Friday, July 17, 2020

Digital Divide Between Large and Small CUs in the Age of COVID-19

S&P Global Market Intelligence is reporting that larger credit unions are increasing their investment in electronic services leading to a digital divide between large versus small credit unions.

The fallout from COVID-19 is underscoring the need to adopt electronic banking services as a vehicle to connect to members/consumers, as many branches closed their lobbies.

Mobile-based banking services offered by credit unions have steadily gained ground on internet-based banking services in recent years.

For example, 77.3 percent of credit unions offered internet-based banking, while only 48.7 percent provided mobile-based banking services. However, by the first quarter of 2020, the percent of credit unions offering internet-based banking and mobile-based banking services was 79.8 percent and 65.9 percent, respectively.

However, mid-sized and large credit unions are offering the most electronic financial services and are the most tech-savvy.

Over 97 percent of credit unions with more than $100 million in assets offer mobile banking services. But just over half of credit unions with less than $100 million in assets offer such services.

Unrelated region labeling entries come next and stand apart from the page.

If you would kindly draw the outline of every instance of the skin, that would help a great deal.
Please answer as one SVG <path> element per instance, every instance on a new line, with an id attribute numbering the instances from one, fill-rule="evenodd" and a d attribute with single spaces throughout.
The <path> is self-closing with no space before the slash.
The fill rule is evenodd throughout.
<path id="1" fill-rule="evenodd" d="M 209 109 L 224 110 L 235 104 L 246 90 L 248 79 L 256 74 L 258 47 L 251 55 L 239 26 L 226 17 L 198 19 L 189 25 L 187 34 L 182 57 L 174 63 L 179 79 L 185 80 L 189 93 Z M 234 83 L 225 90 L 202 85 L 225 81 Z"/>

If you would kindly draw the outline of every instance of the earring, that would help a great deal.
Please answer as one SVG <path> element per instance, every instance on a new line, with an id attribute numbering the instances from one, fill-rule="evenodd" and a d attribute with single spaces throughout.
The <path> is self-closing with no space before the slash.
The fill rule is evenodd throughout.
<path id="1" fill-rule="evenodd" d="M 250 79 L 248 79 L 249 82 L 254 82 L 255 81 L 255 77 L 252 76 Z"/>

S&P Global Market Intelligence noted that there is a significant gap in e-signature authorizations between smaller credit unions, at 19.01 percent, and mid-sized and large institutions at 63.41 percent, and 70.06 percent, respectively.

Only 41.61 percent of the smallest credit unions permitted new loans to be originated electronically, compared to 92.38 percent of mid-sized credit unions and 95.76 percent of the biggest institutions.

The article makes it clear that these larger credit unions are better positioned to make the investments in technology than smaller institutions.